Making babies in Canada could save money

We spend billions on immigration instead of reproductive technologies. Here's some fertility "rights" science for you, courtesy of Denmark: Women will have babies - if they can. A scientific study reports Denmark has a birth rate of 1.9 children per woman, close to the 2.1 level needed to replace current populations, and much higher than most Western countries (Canada's is 1.6, Italy's is 1.2) despite the fact the age Danish women are having children at is rising. (Fertility declines after women hit 30.) What makes Danish women so fecund? The study, New Scientist magazine reports, theorizes it's because Denmark has a high proportion of babies born through artificial reproductive technologies (ART), including in vitro fertilization (IVF) - 4.2 per cent of births in 2002 compared to 1.4 per cent in Britain that year and 1.2 per cent in the U.S. in 2004. "The finding lends support to calls for increased government funding of IVF in other countries with flagging birth rates," New Scientist says. "In Denmark, IVF is widely accepted, heavily subsidized and waiting times are short." Not here. In Canada, we think couples who can't afford the costs - which can be as high as $30,000 an attempt - are out of luck. What happens instead is that people, like the couple who recently had sextuplets in B.C., turn to hyper-ovulation drugs, says Kerry William Bowman, an assistant professor of bioethics with the University of Toronto. And how much more does neonatal care for premature babies cost than ART? Or the higher health costs associated with preemie babies for their rest of their lives? Cost of ART still too high? How about the alternative? In Canada, we respond to low birth rates by increasing immigration - though it costs about $1.6 billion in departmental and resettlement costs to do so - and although immigration already accounts for two-thirds of our population growth, while domestic births account for only one-third and are expected to account for zero by 2030.

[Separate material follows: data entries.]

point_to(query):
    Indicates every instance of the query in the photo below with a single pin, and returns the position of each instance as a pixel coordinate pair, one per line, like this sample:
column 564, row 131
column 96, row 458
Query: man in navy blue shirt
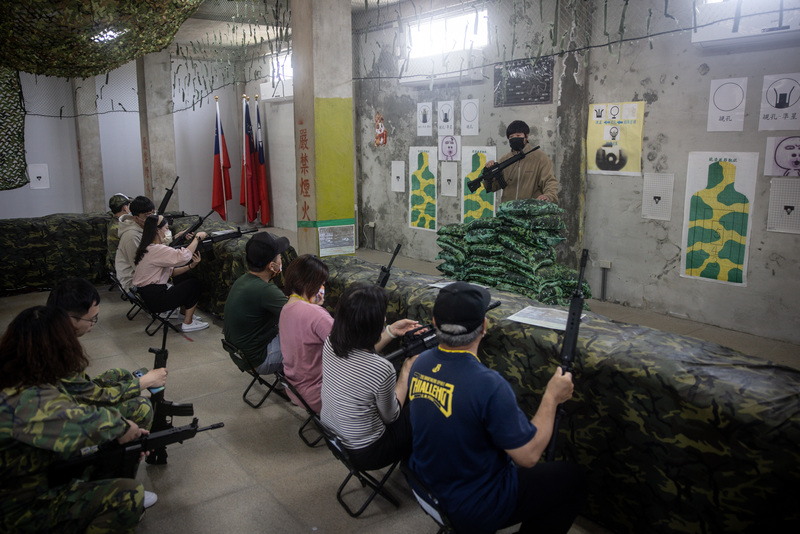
column 469, row 432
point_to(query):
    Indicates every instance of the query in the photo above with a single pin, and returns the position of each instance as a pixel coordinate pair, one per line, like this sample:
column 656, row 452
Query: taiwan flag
column 262, row 171
column 221, row 182
column 251, row 194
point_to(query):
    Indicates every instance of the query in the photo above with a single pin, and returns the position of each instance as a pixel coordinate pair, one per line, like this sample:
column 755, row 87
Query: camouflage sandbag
column 674, row 434
column 486, row 249
column 532, row 254
column 527, row 208
column 534, row 238
column 544, row 222
column 481, row 235
column 485, row 222
column 456, row 230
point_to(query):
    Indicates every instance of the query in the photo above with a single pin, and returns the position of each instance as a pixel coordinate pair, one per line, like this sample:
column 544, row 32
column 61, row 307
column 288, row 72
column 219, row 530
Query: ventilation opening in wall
column 735, row 23
column 445, row 49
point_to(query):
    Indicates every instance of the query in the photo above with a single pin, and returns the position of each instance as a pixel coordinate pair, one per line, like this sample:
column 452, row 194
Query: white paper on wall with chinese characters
column 479, row 204
column 424, row 119
column 446, row 120
column 720, row 188
column 782, row 156
column 726, row 103
column 398, row 177
column 614, row 138
column 449, row 179
column 470, row 117
column 422, row 205
column 780, row 102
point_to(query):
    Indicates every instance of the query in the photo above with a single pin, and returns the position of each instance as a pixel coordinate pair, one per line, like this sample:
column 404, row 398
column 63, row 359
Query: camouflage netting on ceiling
column 513, row 252
column 12, row 132
column 82, row 39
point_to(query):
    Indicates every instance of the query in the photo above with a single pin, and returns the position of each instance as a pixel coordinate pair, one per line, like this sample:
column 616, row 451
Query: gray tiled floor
column 255, row 474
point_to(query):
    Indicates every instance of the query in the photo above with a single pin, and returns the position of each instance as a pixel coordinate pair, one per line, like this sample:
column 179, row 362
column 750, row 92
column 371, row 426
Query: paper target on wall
column 726, row 105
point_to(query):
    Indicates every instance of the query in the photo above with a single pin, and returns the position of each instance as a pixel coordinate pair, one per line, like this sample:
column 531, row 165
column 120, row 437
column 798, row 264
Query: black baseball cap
column 263, row 247
column 461, row 303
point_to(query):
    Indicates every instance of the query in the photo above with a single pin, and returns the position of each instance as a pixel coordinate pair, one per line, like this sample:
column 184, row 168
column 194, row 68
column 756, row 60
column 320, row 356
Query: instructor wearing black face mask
column 532, row 176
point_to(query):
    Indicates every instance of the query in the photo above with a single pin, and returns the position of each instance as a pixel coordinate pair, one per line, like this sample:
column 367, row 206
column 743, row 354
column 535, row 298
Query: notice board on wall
column 523, row 81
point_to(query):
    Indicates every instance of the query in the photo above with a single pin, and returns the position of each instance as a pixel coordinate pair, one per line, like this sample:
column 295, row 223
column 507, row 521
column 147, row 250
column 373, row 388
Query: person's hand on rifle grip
column 133, row 432
column 153, row 379
column 560, row 386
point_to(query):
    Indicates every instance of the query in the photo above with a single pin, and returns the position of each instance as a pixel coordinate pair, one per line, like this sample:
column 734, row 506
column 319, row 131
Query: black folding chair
column 340, row 452
column 245, row 366
column 311, row 413
column 427, row 500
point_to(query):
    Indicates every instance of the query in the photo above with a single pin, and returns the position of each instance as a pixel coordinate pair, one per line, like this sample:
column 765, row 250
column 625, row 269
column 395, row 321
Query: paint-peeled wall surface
column 604, row 62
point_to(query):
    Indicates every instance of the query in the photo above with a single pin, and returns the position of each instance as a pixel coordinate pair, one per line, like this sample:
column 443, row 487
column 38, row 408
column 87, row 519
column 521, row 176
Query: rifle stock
column 496, row 172
column 383, row 277
column 568, row 348
column 112, row 460
column 168, row 195
column 181, row 241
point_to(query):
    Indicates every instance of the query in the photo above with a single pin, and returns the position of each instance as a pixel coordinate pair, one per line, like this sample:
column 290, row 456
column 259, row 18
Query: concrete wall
column 604, row 213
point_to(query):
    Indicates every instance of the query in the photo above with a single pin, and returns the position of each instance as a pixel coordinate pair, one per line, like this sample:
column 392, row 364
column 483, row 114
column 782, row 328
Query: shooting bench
column 675, row 433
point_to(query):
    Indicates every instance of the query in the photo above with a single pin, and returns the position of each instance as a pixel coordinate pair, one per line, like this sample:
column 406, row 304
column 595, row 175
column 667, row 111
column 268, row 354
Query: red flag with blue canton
column 250, row 195
column 221, row 182
column 263, row 171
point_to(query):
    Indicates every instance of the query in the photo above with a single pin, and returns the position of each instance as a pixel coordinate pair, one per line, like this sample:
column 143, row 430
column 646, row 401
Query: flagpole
column 221, row 159
column 244, row 158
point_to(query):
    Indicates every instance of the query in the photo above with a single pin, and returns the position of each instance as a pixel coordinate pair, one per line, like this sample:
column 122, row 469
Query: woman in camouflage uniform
column 40, row 423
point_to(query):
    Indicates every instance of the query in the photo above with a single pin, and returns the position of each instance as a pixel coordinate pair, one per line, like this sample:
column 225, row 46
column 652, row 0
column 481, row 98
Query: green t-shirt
column 251, row 316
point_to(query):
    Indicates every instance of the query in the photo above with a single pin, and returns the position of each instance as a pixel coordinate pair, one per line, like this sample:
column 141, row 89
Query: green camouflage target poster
column 479, row 204
column 422, row 187
column 720, row 187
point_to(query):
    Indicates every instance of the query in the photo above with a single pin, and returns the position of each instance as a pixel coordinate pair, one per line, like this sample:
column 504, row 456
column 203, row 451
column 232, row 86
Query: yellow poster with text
column 614, row 138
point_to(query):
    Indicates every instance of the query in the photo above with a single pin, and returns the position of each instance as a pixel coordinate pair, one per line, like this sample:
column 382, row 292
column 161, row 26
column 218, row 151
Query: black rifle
column 168, row 195
column 383, row 277
column 421, row 339
column 495, row 172
column 208, row 243
column 568, row 348
column 112, row 460
column 164, row 410
column 181, row 241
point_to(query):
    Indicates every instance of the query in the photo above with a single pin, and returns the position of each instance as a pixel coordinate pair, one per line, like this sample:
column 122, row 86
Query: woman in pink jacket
column 156, row 263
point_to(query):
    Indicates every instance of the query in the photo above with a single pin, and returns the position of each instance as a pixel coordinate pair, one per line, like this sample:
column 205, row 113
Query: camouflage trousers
column 100, row 507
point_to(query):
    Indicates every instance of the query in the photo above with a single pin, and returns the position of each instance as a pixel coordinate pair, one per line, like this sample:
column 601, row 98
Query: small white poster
column 39, row 176
column 424, row 119
column 657, row 196
column 449, row 147
column 398, row 176
column 784, row 205
column 782, row 157
column 726, row 104
column 449, row 179
column 470, row 125
column 780, row 102
column 446, row 118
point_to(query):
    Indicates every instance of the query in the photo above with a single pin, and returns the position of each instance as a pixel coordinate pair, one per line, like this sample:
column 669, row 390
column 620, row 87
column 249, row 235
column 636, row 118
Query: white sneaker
column 194, row 325
column 150, row 499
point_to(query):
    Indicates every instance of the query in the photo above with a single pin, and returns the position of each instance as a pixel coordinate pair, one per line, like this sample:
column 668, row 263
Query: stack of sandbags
column 513, row 251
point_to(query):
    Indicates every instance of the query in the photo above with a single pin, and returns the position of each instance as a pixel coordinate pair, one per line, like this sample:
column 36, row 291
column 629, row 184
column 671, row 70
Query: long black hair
column 359, row 318
column 151, row 226
column 40, row 347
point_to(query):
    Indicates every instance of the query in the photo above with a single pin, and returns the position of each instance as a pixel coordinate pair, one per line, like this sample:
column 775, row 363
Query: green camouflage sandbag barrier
column 38, row 252
column 675, row 434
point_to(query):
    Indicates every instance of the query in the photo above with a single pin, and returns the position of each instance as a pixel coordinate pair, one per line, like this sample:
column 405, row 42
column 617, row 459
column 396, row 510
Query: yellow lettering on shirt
column 438, row 392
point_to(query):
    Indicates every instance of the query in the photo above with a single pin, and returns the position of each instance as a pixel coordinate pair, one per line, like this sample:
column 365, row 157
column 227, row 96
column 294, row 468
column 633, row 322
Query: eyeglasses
column 93, row 320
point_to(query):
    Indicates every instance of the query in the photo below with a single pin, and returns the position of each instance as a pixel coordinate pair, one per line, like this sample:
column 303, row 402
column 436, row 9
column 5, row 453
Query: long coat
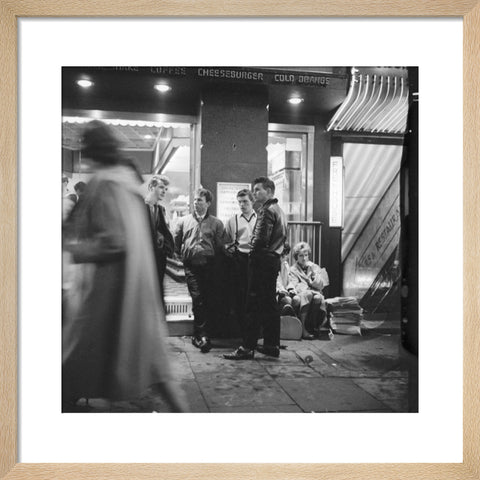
column 114, row 324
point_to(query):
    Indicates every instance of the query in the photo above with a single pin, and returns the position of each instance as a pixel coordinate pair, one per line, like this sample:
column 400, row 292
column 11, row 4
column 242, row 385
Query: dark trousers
column 200, row 286
column 239, row 286
column 161, row 261
column 262, row 307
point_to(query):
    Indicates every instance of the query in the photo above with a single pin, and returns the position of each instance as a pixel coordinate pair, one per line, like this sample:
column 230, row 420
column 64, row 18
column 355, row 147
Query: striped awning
column 375, row 103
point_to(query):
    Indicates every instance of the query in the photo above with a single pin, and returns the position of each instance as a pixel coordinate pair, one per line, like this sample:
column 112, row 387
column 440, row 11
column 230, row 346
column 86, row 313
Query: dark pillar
column 409, row 244
column 331, row 237
column 234, row 136
column 234, row 149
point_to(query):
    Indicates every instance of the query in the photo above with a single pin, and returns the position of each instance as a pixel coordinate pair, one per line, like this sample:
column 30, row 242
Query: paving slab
column 291, row 371
column 231, row 388
column 390, row 391
column 330, row 395
column 259, row 409
column 180, row 365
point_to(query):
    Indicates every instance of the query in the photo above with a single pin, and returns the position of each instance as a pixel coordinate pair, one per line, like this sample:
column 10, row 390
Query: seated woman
column 287, row 301
column 308, row 281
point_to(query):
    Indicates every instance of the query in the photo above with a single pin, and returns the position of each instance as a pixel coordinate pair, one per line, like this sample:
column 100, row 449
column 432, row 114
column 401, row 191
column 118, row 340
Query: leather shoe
column 269, row 350
column 203, row 343
column 288, row 311
column 240, row 354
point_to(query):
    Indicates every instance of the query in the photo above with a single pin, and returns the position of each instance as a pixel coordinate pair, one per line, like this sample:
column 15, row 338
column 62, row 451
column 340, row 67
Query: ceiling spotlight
column 295, row 100
column 161, row 87
column 84, row 83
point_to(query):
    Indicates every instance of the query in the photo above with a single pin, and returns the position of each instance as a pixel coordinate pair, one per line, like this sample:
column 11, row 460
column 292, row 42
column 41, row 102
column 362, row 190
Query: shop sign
column 336, row 192
column 227, row 204
column 242, row 74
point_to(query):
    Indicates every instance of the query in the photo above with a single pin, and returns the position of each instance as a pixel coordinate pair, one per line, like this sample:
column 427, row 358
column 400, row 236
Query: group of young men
column 254, row 241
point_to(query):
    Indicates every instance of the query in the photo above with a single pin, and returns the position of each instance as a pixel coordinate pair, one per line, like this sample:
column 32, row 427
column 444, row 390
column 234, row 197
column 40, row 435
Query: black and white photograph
column 239, row 239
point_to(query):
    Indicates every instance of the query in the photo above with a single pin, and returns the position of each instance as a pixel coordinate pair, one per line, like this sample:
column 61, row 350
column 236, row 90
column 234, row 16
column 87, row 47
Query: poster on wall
column 227, row 204
column 336, row 192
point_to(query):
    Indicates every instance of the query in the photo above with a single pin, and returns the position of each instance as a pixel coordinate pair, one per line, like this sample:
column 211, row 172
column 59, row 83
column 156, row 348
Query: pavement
column 346, row 374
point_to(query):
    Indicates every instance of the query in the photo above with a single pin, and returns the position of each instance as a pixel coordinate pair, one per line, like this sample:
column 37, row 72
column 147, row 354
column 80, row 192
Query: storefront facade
column 312, row 130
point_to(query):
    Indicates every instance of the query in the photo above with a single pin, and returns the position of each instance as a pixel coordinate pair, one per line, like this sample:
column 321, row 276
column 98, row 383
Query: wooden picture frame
column 10, row 11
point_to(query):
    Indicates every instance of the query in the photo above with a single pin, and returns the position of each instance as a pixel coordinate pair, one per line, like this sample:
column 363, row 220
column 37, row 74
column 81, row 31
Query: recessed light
column 84, row 83
column 295, row 100
column 161, row 87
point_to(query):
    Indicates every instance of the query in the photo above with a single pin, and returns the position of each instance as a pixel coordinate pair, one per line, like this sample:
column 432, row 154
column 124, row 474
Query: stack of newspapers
column 346, row 315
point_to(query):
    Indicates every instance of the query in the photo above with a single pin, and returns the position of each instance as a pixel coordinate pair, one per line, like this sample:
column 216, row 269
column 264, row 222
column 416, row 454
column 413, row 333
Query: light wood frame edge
column 10, row 11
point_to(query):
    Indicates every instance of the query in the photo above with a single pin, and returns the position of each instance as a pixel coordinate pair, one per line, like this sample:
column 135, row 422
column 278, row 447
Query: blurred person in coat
column 114, row 328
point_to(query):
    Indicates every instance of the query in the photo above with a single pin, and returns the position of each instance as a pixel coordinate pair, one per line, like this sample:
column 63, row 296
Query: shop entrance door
column 290, row 166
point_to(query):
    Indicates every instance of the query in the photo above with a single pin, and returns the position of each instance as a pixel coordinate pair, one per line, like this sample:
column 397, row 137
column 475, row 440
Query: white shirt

The result: Almost all our population growth is within metropolitan Toronto, Montreal and Vancouver - the cities that attract immigrants - increasing congestion, pollution, strains on social services, schools and transit and social tensions. In short, why is it easier - and more politically correct - to import babies, than to produce them? Prejudice is one problem - and it's not against immigrants, but against women in Canada, landed immigrants and citizens alike. Women are blamed for delaying childbirth even though it's couples making these decisions together, says Bowman. And women are often in a Catch-22 situation: Society frowns on out-of-wedlock births, teen pregnancies and couples having children before they can afford them. But if a woman goes through university, marries at the average age of 28 (because men are delaying marriage to 30) and then she and her husband establish themselves financially before starting a family, she might be in her 30s, when fertility is already declining. Add to that the fact many couples don't seek fertility treatment until they've spent years trying, and "we're talking mid-30s to mid-40s" - the predominant age of couples seeking fertility treatments, says Bowman.